I think the modality of spotify is ok, but the model could be very different. In exemple, imagine if you payed 10$ month, but instead of those being distributed across all of spotify statistically, they where divided and distrubuted to the author YOU actually listened to, on a monthly basis.
Maybe one month you only listened to 10 songs, so 1$ for each song author that month.
Of course, there should be a cut for the platform from that monthly fee, after all they have maintenance and administrative costs. And perhaps it should also take into account how much of a song you listened to, down to the second.
This is not a new model, but it is not an interesting one for venture capitalist funds, because it is too egalitarian. It is up to us to create it.
“To have a fair music market, there needs to be a fair market”.
I like how this kind of article just don’t even try to talk about other streaming and download platform. It’s really nice also to not talk about the ecological cost of music streaming.
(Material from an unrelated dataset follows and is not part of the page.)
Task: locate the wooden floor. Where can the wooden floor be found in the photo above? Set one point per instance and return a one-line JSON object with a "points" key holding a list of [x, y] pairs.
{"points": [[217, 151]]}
One thing, i think there is a wider debat that needs to happen about what is the actual point of gaining money with music, what is it, what it means, in what conditions, etc. Taking the time to properly explain what the industry want from a music creator, etc.
For alternative streaming/DL you have archive.org, funkwhale, dogmazic.net, even jamendo is an alternative. Peertube could be a streaming alternative as well
I wish I could take credit for the screenshot. I was mostly joking, because Winamp was the best music player. Currently I listen to music with Plexamp on my Samsung phone with Qudelix 5k and iems.
No need to reinvent the wheel. It works perfectly without any of the problems new software has. Though it does get a bit small on today’s screens and fractional scaling is still such a mess I refuse to use it.